Infective arthritis, Gram negative diplococcic common (infective cause, not autoimmune). • Arthritis dermatitis syndrome. - Joint fluid shows bacteria. Intercytoplasmic (within the neutrophils), gram negative diplococci. • Septic poly arthritis, tenosynovitis. - With pus formation. • Sexually active adults, females* - Usually seen in sexually active adults, more common in females. • Swollen, painful, joints (with pus), skin lesions, fever. • Rarely joint destruction (unlike staph). - Unlike staph or other infective arthritis - joint destruction is usually rare - heals following therapy.

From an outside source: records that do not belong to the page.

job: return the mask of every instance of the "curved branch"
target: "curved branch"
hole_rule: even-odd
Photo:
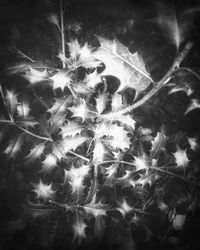
[[[174,63],[169,68],[167,73],[162,77],[162,79],[159,82],[157,82],[157,84],[144,97],[142,97],[137,102],[133,103],[131,106],[115,112],[115,114],[116,115],[123,115],[125,113],[128,113],[128,112],[140,107],[141,105],[146,103],[152,96],[154,96],[163,86],[165,86],[169,82],[169,80],[172,77],[172,74],[180,67],[181,62],[184,60],[187,53],[191,50],[193,44],[194,44],[193,42],[186,43],[182,52],[175,58]]]

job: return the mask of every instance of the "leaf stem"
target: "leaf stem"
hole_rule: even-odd
[[[180,67],[181,62],[185,58],[185,56],[188,54],[188,52],[191,50],[193,46],[193,42],[188,42],[185,47],[183,48],[182,52],[175,58],[174,63],[172,66],[169,68],[167,73],[162,77],[162,79],[157,82],[157,84],[146,94],[144,97],[142,97],[140,100],[137,102],[133,103],[132,105],[128,106],[125,109],[122,109],[120,111],[115,112],[115,115],[123,115],[125,113],[128,113],[144,103],[146,103],[152,96],[154,96],[163,86],[165,86],[168,81],[171,79],[172,74],[177,70],[177,68]]]
[[[62,0],[60,0],[60,25],[61,25],[61,42],[62,42],[62,53],[65,57],[65,30],[64,30],[64,11],[62,6]],[[63,69],[65,68],[65,62],[62,61]]]

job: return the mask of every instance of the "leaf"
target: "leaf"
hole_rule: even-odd
[[[65,72],[58,72],[49,79],[53,81],[53,89],[61,88],[62,91],[71,82],[71,78]]]
[[[49,15],[48,20],[60,29],[58,16],[56,14]]]
[[[73,224],[73,230],[74,230],[74,238],[78,238],[79,243],[81,242],[82,239],[86,238],[86,232],[85,229],[87,227],[87,224],[85,224],[84,220],[82,217],[77,216],[77,220]]]
[[[45,149],[45,143],[46,142],[42,142],[42,143],[34,145],[30,153],[26,156],[27,164],[32,163],[33,161],[41,157]]]
[[[10,90],[6,90],[6,106],[7,109],[9,111],[9,113],[11,114],[11,116],[14,115],[16,108],[17,108],[17,94],[15,94],[13,91]]]
[[[85,186],[83,186],[84,178],[88,175],[90,171],[89,165],[82,165],[79,168],[75,168],[73,165],[70,170],[65,170],[65,181],[69,180],[69,183],[72,187],[72,193],[76,194],[79,198],[80,194],[84,190]]]
[[[191,96],[193,94],[193,92],[194,92],[193,89],[191,88],[191,86],[188,83],[183,82],[183,83],[173,87],[169,91],[168,95],[173,94],[173,93],[177,93],[177,92],[180,92],[180,91],[185,92],[187,96]]]
[[[93,158],[92,161],[94,164],[102,162],[106,154],[105,147],[100,140],[95,140],[94,149],[93,149]]]
[[[142,156],[138,156],[138,157],[134,156],[133,164],[135,165],[135,168],[136,168],[135,171],[140,171],[140,170],[149,168],[150,160],[145,154],[143,154]]]
[[[187,108],[187,110],[185,111],[184,115],[187,115],[189,112],[191,112],[194,109],[199,109],[200,108],[200,102],[197,99],[192,99],[191,100],[191,104],[189,105],[189,107]]]
[[[37,198],[39,199],[52,199],[55,195],[55,191],[52,190],[52,184],[44,184],[41,179],[38,184],[33,183],[32,185],[34,187],[33,191],[37,194]]]
[[[196,138],[187,137],[188,143],[190,144],[190,148],[195,151],[197,148],[199,148],[198,141]]]
[[[53,154],[46,155],[45,160],[42,162],[41,172],[49,174],[55,167],[57,167],[57,157]]]
[[[74,137],[66,136],[61,142],[60,146],[63,150],[63,152],[66,154],[70,150],[76,150],[78,146],[83,144],[86,140],[88,140],[87,137],[76,135]]]
[[[9,142],[7,148],[4,150],[4,153],[7,154],[9,158],[14,159],[16,157],[16,154],[21,150],[23,135],[24,134],[22,133],[12,139]]]
[[[165,150],[165,144],[166,144],[167,139],[168,137],[165,135],[164,128],[162,127],[160,129],[160,132],[157,132],[156,137],[154,137],[152,141],[152,146],[150,150],[151,158],[157,157],[161,151]]]
[[[80,135],[81,131],[83,130],[83,127],[80,126],[80,124],[78,122],[74,122],[74,121],[67,121],[67,124],[63,125],[60,127],[61,128],[61,132],[60,134],[62,135],[62,137],[66,137],[66,136],[75,136],[75,135]]]
[[[128,137],[128,132],[117,124],[102,122],[94,129],[94,134],[95,138],[98,139],[108,136],[108,138],[104,139],[104,143],[108,144],[114,149],[119,148],[124,151],[126,148],[130,147],[130,138]]]
[[[112,75],[120,80],[117,92],[126,88],[133,88],[136,92],[145,90],[153,80],[139,54],[131,54],[117,39],[111,41],[99,36],[97,38],[101,46],[93,55],[105,64],[101,75]]]
[[[175,218],[173,219],[172,222],[172,227],[178,231],[178,230],[182,230],[185,224],[185,220],[186,220],[186,215],[185,214],[176,214]]]
[[[113,177],[116,175],[117,173],[117,169],[118,169],[118,164],[112,164],[110,167],[107,167],[106,168],[106,179],[107,179],[107,182],[110,182],[112,181]]]
[[[68,109],[73,113],[72,117],[79,117],[83,122],[86,119],[92,118],[92,114],[90,113],[84,99],[80,99],[79,104]]]
[[[18,113],[18,116],[22,118],[27,118],[30,113],[29,103],[26,101],[23,101],[22,103],[20,103],[17,106],[17,113]]]
[[[110,112],[110,113],[101,115],[101,117],[109,121],[119,121],[120,123],[126,125],[129,128],[133,130],[135,129],[136,121],[129,114],[121,115],[115,112]]]
[[[133,207],[130,207],[126,200],[124,199],[123,203],[119,203],[120,207],[117,207],[117,210],[125,217],[126,214],[133,211]]]
[[[177,167],[187,167],[190,160],[187,157],[186,149],[182,150],[178,145],[176,146],[176,152],[173,153]]]
[[[107,99],[108,97],[107,97],[107,94],[105,93],[99,94],[97,98],[95,98],[96,109],[99,114],[101,114],[105,110]]]
[[[29,67],[29,71],[23,76],[26,80],[28,80],[31,84],[35,84],[44,80],[48,80],[48,71],[44,69],[43,71],[37,70]]]
[[[69,43],[67,43],[69,53],[71,58],[73,58],[75,61],[78,59],[78,56],[80,55],[80,44],[78,40],[72,40]]]
[[[122,96],[120,94],[118,93],[113,94],[111,106],[112,106],[112,112],[119,111],[123,108]]]
[[[95,218],[99,216],[106,216],[107,208],[108,206],[102,204],[100,201],[98,203],[89,203],[84,205],[86,213],[93,215]]]

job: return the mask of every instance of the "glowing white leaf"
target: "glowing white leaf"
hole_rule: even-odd
[[[57,166],[57,158],[53,154],[48,154],[45,160],[42,162],[42,170],[44,173],[51,173],[51,171]]]
[[[105,93],[99,94],[96,100],[96,109],[99,114],[101,114],[106,108],[107,95]]]
[[[122,96],[118,93],[114,93],[114,95],[112,96],[112,111],[116,112],[119,111],[120,109],[122,109],[123,104],[122,104]]]
[[[76,150],[78,146],[83,144],[88,138],[80,135],[74,137],[66,136],[61,142],[63,152],[66,154],[70,150]]]
[[[186,215],[185,214],[176,214],[173,219],[172,226],[175,230],[182,230],[185,224]]]
[[[185,111],[185,115],[187,115],[189,112],[191,112],[194,109],[199,109],[200,108],[200,102],[197,99],[192,99],[191,100],[191,104],[189,105],[189,107],[187,108],[187,110]]]
[[[84,205],[84,210],[88,214],[92,214],[95,218],[98,216],[106,216],[106,209],[107,206],[103,205],[101,202]]]
[[[80,117],[82,118],[83,122],[85,119],[92,117],[84,99],[80,99],[80,103],[78,105],[68,109],[73,113],[72,117]]]
[[[17,106],[17,113],[19,116],[25,118],[29,116],[30,113],[30,107],[28,102],[22,102]]]
[[[73,225],[73,230],[74,230],[74,238],[78,238],[79,242],[83,239],[86,238],[86,229],[87,225],[83,221],[83,219],[78,218],[77,221]]]
[[[30,153],[26,156],[27,163],[31,163],[31,162],[39,159],[40,156],[43,154],[44,149],[45,149],[45,142],[34,145],[34,147],[31,149]]]
[[[136,171],[149,168],[150,161],[145,154],[138,157],[134,156],[134,159],[133,164],[135,165]]]
[[[4,153],[7,154],[10,158],[15,158],[16,154],[20,151],[22,147],[22,136],[23,134],[12,139],[9,142],[7,148],[4,150]]]
[[[6,106],[9,110],[9,113],[11,114],[11,116],[13,116],[13,114],[16,111],[17,108],[17,94],[15,94],[13,91],[11,90],[6,90]]]
[[[106,154],[105,147],[100,140],[96,140],[93,149],[93,162],[98,163],[104,160]]]
[[[199,148],[198,142],[196,138],[187,137],[188,143],[190,144],[190,147],[193,151],[195,151],[197,148]]]
[[[40,180],[38,184],[32,184],[34,189],[33,191],[37,194],[37,198],[43,200],[52,199],[54,197],[55,191],[52,190],[52,184],[47,185]]]
[[[90,166],[82,165],[79,168],[75,168],[73,165],[70,170],[65,171],[65,180],[69,180],[69,183],[72,187],[72,192],[76,193],[77,196],[83,191],[83,181],[84,178],[88,175]]]
[[[67,124],[61,126],[60,128],[61,128],[60,134],[62,135],[63,138],[66,136],[75,136],[77,134],[79,135],[83,130],[83,127],[81,127],[79,123],[74,121],[68,121]]]
[[[31,84],[35,84],[48,79],[49,74],[46,69],[40,71],[37,69],[33,69],[31,66],[29,66],[29,69],[30,70],[24,75],[24,78],[26,78]]]
[[[182,149],[180,149],[179,146],[177,146],[177,151],[175,153],[173,153],[175,160],[176,160],[177,167],[185,168],[188,166],[190,161],[187,157],[186,151],[187,151],[186,149],[182,150]]]
[[[130,207],[125,199],[123,203],[120,203],[119,205],[120,207],[117,207],[117,210],[123,215],[123,217],[133,210],[133,207]]]
[[[53,89],[61,88],[64,90],[65,86],[70,84],[71,78],[66,75],[64,72],[58,72],[50,79],[53,81]]]

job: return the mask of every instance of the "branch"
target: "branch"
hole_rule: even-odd
[[[62,42],[62,53],[65,57],[65,30],[64,30],[64,10],[62,6],[62,0],[60,0],[60,25],[61,25],[61,42]],[[63,69],[65,68],[65,62],[62,61]]]
[[[116,115],[123,115],[125,113],[128,113],[141,105],[143,105],[145,102],[147,102],[152,96],[154,96],[163,86],[165,86],[169,80],[172,77],[172,74],[180,67],[180,64],[184,60],[187,53],[191,50],[193,46],[193,42],[186,43],[185,47],[183,48],[182,52],[175,58],[174,63],[169,68],[168,72],[163,76],[163,78],[154,86],[153,89],[149,91],[144,97],[142,97],[140,100],[132,104],[131,106],[122,109],[120,111],[115,112]]]

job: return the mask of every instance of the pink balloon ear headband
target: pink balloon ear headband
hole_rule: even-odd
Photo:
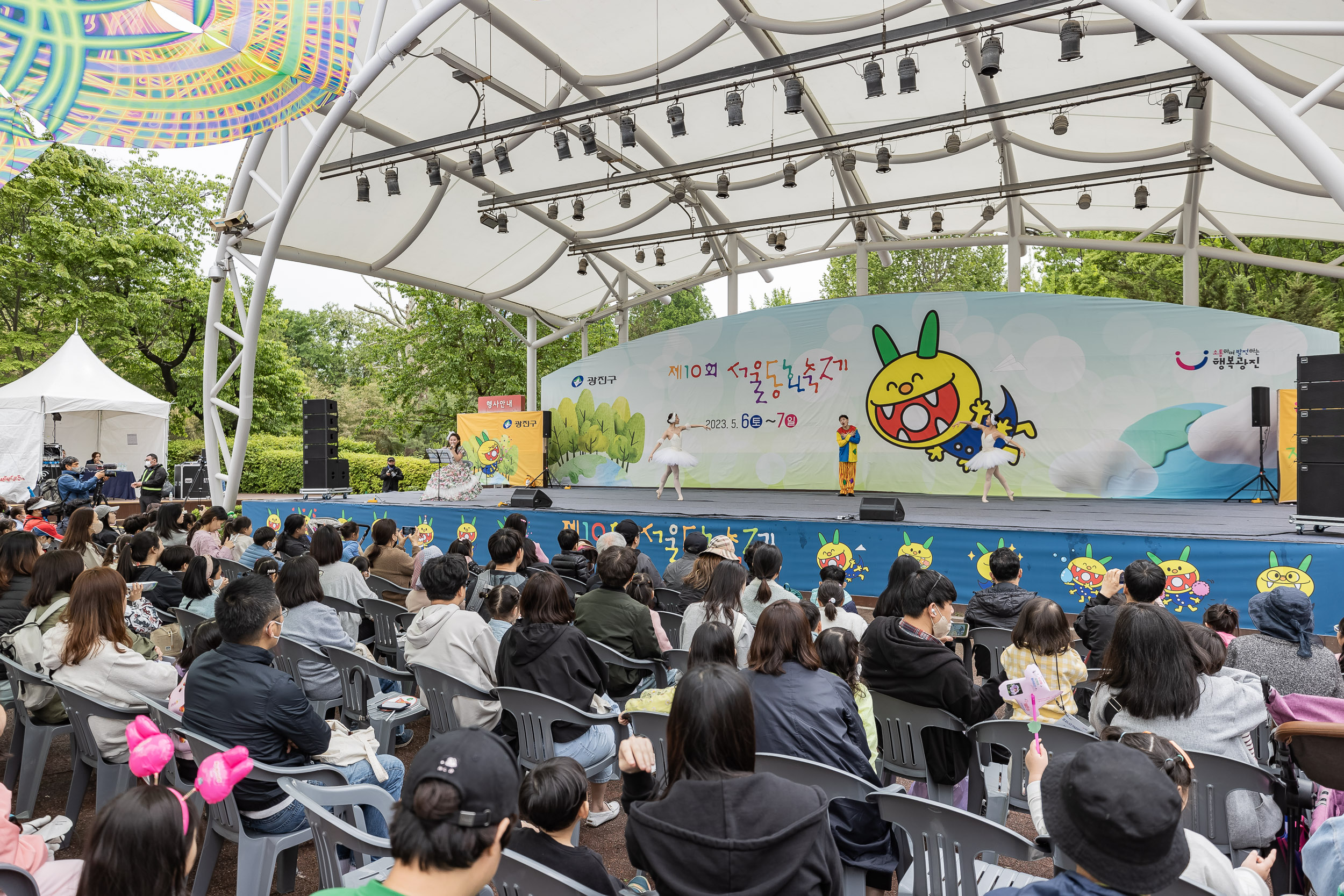
[[[144,778],[145,783],[159,783],[159,772],[172,760],[172,737],[159,731],[148,716],[136,716],[126,724],[126,746],[130,747],[130,774]],[[191,830],[191,813],[187,798],[200,794],[207,803],[218,803],[234,790],[234,785],[253,770],[247,747],[234,747],[203,759],[196,768],[196,786],[185,795],[168,789],[181,803],[181,833]],[[153,778],[153,780],[151,780]]]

See common organisms for infective arthritis*
31
Outline lyme arthritis.
• Spirochete Borrelia burgdoferi transmitted by ticks (from animals to humans). • Fever, fatigue, skin rash, multiorgan involvement - immune. - Starts with circular erythematous rash around the site of bite followed by fever, fatigue, skin rash. * Stage 1 - site reaction, fever, erythema, lymphadenopathy transient. * Stage 2 - migratory joint pains, cardiac arrhythmias, meningitis. * Stage 3 - years later, chronic debilitating arthritis, encephalitis. • Oral antibiotics - doxycycline. - Important to recognise the condition and not treat with steroids thinking it is RA. Can be easily treated in the early stages with oral antibiotics - important to differentiate infective arthritis from RA during diagnosis.
32
Outline ganglion cyst.
• Cystic degeneration of tendon or herniation of synovial sheath. • Idiopathic, wrist, fingers, foot. • Females, middle age. • Previously known as bible cyst/bump (Bible therapy) • May regress, aspiration, steroid injection or excision. - Due to trauma, repeated use but exact aetiology still unknown. - Cyst may regress by itself or treatment is usually aspiration, steroid injection or surgical excision.
33
Outline degenerative disc disease.
* Excessive pressure, strain or injury to a rigid disc can cause the disc to tear or bulge - degenerative disc compressing nerve → causes radiating pain along the nerves - common in the lower lumbar - intermittent lower back pain, leg pain, numbness or tingling of buttocks depending on level of impingement. * Due to ageing/trauma where there is nucleus pulposis → herniates through and presses on the nerve roots → causes typical radiating pain. * Degenerated nucleus pulposis compressing the area → pain radiates along the nerve roots. * Common disc degenerations: - Degenerated disc - reducing the space. - Bulging disc - compressing the nerve. - Herniated disc - severely compressing the nerve. - Thinning of disc - bone (osteophyte) formation - also a degenerative disease very similar to OA.